The Operating System
While have used every common OS from Linux to ChromeOS to Mac OS, my current preference is Windows 10 on my laptop. When it comes to the breadth features required in the UI all business and tasks, it suits my needs best at the moment. While I have tried various Linux distros and Chromebooks, none of them quite stack up against the full suite of offering provided by Windows or Mac.
Having committed to Windows as my primary OS after having used Mac for several years, the one thing I missed was the built-in Unix-like terminal. This is extremely useful for basic needs like using ssh, git, and pip/npm package management. Yes, I know the Windows terminal can do all of the same basic tasks but I was more familiar with the Linux commands. So I would sometimes resort to running a full virtual machine or docker image inside of windows for development-related tasks. This however can be cumbersome to use seamlessly. Enter “bash on Windows”! This beta feature was later more formally renamed the Windows Subsystem for Linux (WSL).
Windows Subsystem for Linux
This wonderful little addition by Microsoft is one of the most underrated features to be developed by the Windows team in recent years. As of Windows 10 Fall Creators Update the WSL moved from beta to be a fully supported feature. They’ve also made it easier to install directly from the Microsoft store. Unlike the beta versions, this makes it easy to get started easily.

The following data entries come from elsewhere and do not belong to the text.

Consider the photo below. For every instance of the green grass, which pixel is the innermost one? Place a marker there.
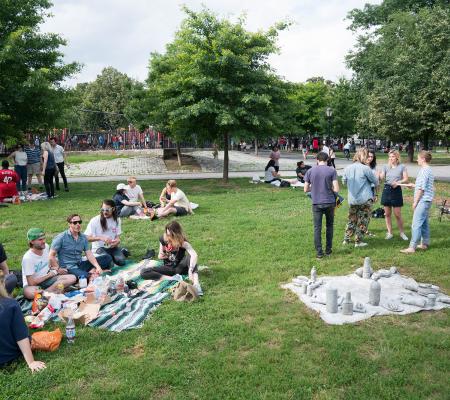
(246, 338)
(79, 158)
(440, 158)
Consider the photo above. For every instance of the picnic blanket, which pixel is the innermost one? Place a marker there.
(125, 312)
(396, 291)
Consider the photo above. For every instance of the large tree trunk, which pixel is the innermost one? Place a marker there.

So, why do this? One major benefit is that the WSL runs a lightweight version of the standard linux distro without requiring a full virtualization environment like HyperV, VMware, or VirtualBox. This greatly simplifies setup and minimized resources required from the host computer. There is no GUI and that’s by design. For users like me who simply want a Linux command shell within Windows, it works very well.

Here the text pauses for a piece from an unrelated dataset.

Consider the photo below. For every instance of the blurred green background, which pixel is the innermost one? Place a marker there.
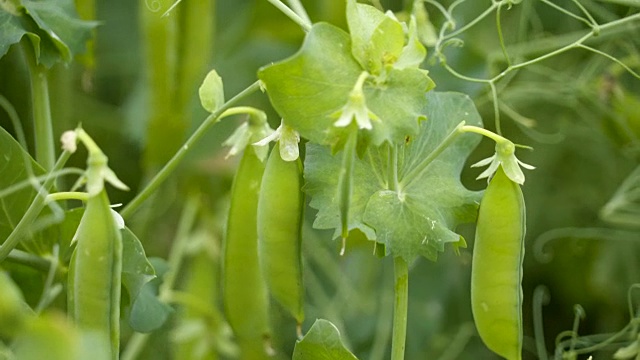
(137, 96)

Visual Studio Code might be the best all-around modern IDE. It is based on the GitHub Atom editor and the Electron framework. It is currently by far my favorite editor. There is a rich community-supported extension offering, integrated git and debugging support and it’s a multi-platform open source project.
Cool, so what about R development? Well, I have done some light work on .R and .Rmd within VS Code. However, I find that I still revert back to RStudio some of the time. This may change over time as I continue to learn R but for now RStudio is still seems easiest to work with.

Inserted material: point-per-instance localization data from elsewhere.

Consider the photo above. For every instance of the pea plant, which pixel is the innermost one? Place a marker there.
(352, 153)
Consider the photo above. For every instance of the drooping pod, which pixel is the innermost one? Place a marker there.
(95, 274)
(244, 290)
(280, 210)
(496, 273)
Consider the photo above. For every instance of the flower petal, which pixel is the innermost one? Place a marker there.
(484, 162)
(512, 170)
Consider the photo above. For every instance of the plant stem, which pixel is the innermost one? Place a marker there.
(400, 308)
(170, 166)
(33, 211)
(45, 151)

Notebook Editors for Data Science
Tools like Jupyter Notebook or R Markdown are increasingly important for Data Science work. They make it easy to control and document the execution of code for clear, reproducible work. They also provide a simple way to visualize results and present analysis in shareable format.
Workflow Best Practices
It is important to produce well-documented and reproducible work as a data scientist. Spending time on your project objectives and documentation will always pay future dividends regardless of your level of expertise. Also, make README files, web reference links and screenshots a priority. Try different projects and get tips from code posted by others. Share your code publicly on Github, write blog articles or Gist pages, and contribute to forum posts. While it may not seem significant in the sea of available resources out there, it might be the thing somebody needs to fix an issue they encounter or learn something new when just starting out.
Whether you are a student just getting started in simple statistical analytics or a post doc working on a large-scale machine learning project, your development workflow might be the key to maintaining your sanity as you go along.